Also called 20% Time or Passion Projects, Genius Hour stems from a practice at Google. Employees were allowed to use 20% of their work week to explore projects of their choosing, as long as it benefited the company. Gmail, Adsense, Google News, Google Glass and other innovations were created as a result of this self-directed research time.
to promote, support and model creative, innovative thinking and inventiveness
to allow students an opportunity to discover/investigate one of their passions and reflect on/share their learning with others
provide students and teachers an opportunity to develop skill sets** that are valuable in any learning situation (research, experimentation, collaboration, creativity, problem solving and critical thinking). **[These skill sets connect to the PYP ATLs and ideally should be explicitly taught prior to implementing Genius Hour - for example research skills could be taught during previous UOIs. This will provide students with prior knowledge about various research strategies as they dive into their passion project. The goal is to use Genius Hour as a vehicle to develop each student's disposition of when to apply a learned skill that will lead the best outcome. A. J Juliani wrote in his blog that we should reimagine Genius Hour as PBL Mastery Hour where the end point is a greater mastery of concepts, skills and ability.]
The goal of Genius Hour is to engage students through inquiry problem solving and critical thinking. Many students are interested in science but may want to pursue a branch of science that is not covered during the typical class curriculum. Genius Hour allows students the flexibility to choose a topic, research the content that is necessary to learn about their topic, and then solve a problem or present about a topic they are passionate about without the constraints of the typical teacher driven instructional time.
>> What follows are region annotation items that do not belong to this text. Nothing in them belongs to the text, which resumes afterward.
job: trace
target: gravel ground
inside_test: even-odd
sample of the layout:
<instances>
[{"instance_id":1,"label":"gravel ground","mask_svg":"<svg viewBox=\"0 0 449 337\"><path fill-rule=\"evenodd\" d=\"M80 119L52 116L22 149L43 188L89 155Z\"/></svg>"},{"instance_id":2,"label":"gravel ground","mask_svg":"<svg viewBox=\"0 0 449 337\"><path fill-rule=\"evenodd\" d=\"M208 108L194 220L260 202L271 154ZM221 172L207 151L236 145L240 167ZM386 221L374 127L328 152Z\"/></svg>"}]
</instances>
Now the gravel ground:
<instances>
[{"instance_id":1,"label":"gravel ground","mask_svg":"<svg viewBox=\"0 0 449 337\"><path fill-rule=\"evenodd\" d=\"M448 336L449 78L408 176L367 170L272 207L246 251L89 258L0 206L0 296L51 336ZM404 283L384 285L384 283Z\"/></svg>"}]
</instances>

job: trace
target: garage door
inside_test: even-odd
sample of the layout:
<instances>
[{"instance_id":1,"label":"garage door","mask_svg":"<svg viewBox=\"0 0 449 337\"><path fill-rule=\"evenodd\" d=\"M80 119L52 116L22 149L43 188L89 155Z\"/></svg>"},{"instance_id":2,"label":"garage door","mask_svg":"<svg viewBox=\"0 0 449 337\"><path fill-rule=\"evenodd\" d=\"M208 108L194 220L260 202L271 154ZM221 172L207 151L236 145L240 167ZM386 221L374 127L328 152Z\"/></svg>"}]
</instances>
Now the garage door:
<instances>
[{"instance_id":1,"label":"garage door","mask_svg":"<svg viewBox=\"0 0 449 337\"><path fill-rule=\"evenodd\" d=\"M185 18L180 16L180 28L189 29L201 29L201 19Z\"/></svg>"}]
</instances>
Genius Hour is a student-driven research project done at school and allotted 1 hour a week of class time. Students will be asked to select and pursue a science topic they feel passionate about. This project may be simply research-based or students may look into an answer to a problem, but each project will include a student generated question. Projects will be graded for participation and require an outcome at the end. Students will present their project to the class and create a version of their presentation that can be placed on the web and shared with others.